La India, 1907 - 2003

MADHUSHALA

4. De la tierna viña de mis emociones
El vino de imágenes he extraído yo;
El poeta ahora es atento sirviente
Que a muchos ofrece la línea fluida;
En la copa donde millones se sacian
El vino que vierto no se ha de agotar.
Mis lectores son huéspedes sedientos,
Mi libro de versos, la Casa del Vino.

6. El hombre sediento su hogar abandona
La Casa del Vino busca, sin saber
Cómo llegar a ella, temiendo que apenas
Su vía secreta no muchos conocen;
A todos pregunta, todos le dedican
Extrañas respuestas, enigmas sin fin;
Elige una vía, síguela sin falta,
Que todas te acercan a la Casa del Vino.

7. Ay, el tiempo que he dejado, tanto
Buscando la casa que añoro, que ansío;
Aún en la vía los guías me hablan
De aquellos placeres distantes, etéreos.
Apenas si puedo proseguir mi anhelo
Pero me resisto a volver los pasos.
La Casa del Vino siempre se me aleja
Y sigue llamándome, imperiosa, cierta.

73. Ay, el hombre es la copa tan frágil,
Precaria, fugaz en el barro que la forma, sí;
De ese agridulce fluido repleta,
Vino de la vida, que a diario se vierte;
Con miríada de brazos, la muerte nos llama
La sombría sirvienta proclama su ley;
Y tiempo, sediento, insaciable se bebe
De un sorbo este mundo creado, hasta el fin.

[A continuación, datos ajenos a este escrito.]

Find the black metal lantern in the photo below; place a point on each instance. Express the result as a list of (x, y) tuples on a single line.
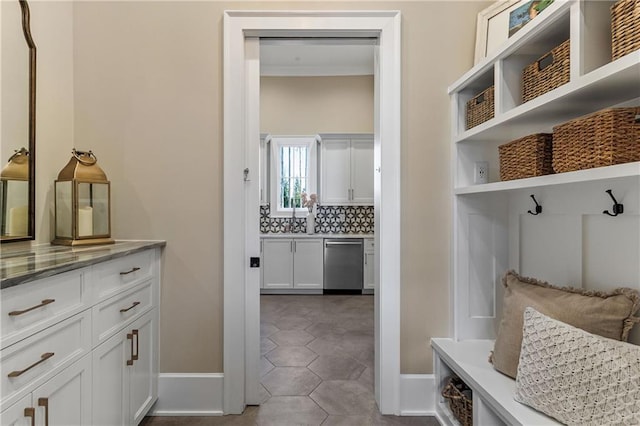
[(83, 202)]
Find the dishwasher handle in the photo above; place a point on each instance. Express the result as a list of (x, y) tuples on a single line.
[(342, 243)]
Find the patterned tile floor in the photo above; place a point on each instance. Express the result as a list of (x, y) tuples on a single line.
[(316, 366)]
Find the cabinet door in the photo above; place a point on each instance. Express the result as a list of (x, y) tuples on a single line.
[(111, 376), (66, 398), (307, 264), (16, 414), (142, 378), (278, 263), (362, 171), (336, 180)]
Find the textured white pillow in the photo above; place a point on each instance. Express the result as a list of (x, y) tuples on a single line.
[(577, 377)]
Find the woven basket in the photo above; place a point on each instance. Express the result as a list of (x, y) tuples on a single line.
[(548, 72), (458, 394), (480, 108), (604, 138), (625, 27), (526, 157)]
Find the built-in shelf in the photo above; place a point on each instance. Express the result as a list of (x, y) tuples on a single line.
[(468, 359), (492, 233), (610, 84), (628, 170)]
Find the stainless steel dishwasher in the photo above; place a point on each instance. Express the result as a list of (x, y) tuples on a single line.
[(343, 260)]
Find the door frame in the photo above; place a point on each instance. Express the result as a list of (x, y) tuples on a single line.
[(241, 317)]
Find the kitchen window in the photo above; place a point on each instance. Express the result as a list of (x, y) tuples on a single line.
[(293, 171)]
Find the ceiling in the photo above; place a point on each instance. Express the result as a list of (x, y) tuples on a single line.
[(316, 57)]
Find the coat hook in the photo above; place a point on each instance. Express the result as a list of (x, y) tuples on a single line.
[(617, 207), (538, 207)]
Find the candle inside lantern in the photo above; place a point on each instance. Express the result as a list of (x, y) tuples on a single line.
[(85, 221)]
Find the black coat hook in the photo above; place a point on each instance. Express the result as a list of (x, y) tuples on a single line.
[(617, 207), (538, 207)]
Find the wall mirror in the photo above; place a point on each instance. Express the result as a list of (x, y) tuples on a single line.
[(18, 147)]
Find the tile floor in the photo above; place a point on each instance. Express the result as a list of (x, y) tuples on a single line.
[(316, 366)]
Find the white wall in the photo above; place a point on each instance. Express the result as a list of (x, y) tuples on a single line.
[(310, 105), (140, 83)]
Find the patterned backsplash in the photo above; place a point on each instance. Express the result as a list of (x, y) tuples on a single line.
[(357, 220)]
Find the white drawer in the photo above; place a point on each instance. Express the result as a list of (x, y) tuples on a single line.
[(368, 244), (114, 313), (34, 360), (28, 308), (120, 274)]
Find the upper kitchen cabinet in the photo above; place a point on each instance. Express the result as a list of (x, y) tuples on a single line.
[(346, 169)]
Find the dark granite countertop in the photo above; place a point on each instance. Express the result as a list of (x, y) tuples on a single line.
[(39, 261)]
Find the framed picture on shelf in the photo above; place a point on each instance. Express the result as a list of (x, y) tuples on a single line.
[(501, 20)]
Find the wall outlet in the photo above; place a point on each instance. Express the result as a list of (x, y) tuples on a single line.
[(481, 172)]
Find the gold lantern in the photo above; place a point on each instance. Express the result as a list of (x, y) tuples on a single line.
[(83, 202), (15, 195)]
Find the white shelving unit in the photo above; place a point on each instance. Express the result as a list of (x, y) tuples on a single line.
[(571, 242)]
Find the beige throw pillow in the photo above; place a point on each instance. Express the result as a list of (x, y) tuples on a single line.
[(577, 377), (605, 314)]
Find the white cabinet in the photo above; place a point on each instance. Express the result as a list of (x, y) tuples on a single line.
[(126, 368), (277, 263), (63, 400), (567, 244), (369, 263), (292, 263), (307, 264), (346, 169), (81, 347)]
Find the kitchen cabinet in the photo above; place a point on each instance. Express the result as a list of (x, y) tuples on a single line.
[(81, 346), (369, 263), (125, 366), (346, 169), (292, 263), (63, 400), (569, 242)]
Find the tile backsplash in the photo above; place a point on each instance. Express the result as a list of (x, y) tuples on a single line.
[(357, 220)]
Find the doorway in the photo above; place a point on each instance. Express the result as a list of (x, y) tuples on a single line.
[(241, 233)]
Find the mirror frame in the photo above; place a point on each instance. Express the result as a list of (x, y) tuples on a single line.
[(26, 29)]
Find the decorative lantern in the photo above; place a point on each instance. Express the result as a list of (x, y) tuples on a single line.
[(15, 195), (83, 202)]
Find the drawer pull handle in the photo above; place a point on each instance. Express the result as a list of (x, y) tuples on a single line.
[(135, 334), (45, 302), (44, 402), (130, 337), (45, 356), (31, 412), (134, 269), (130, 307)]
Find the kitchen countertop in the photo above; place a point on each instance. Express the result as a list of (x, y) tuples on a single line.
[(303, 235), (39, 261)]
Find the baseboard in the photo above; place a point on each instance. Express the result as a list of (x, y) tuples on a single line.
[(189, 394), (417, 395)]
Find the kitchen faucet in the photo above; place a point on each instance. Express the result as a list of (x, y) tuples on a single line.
[(289, 226)]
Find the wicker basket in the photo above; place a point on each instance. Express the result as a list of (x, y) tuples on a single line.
[(458, 394), (480, 108), (625, 27), (526, 157), (547, 73), (604, 138)]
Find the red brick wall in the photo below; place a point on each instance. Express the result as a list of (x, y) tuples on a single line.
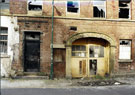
[(112, 9)]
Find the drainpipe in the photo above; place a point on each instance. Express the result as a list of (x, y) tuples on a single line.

99. Copa inmaculada, vino no probado,
Codicias atizan, deseos atraen;
Cuando encuentre un día la Casa del Vino
Dejaré en la puerta mi avidez por fin.
No es amor tener, guardar, poseer,
Amor es el ansia, infinita, de hallar,
Mi sed insaciable se encarna en la espera
Del inmortal fuego que abrasa mi ser.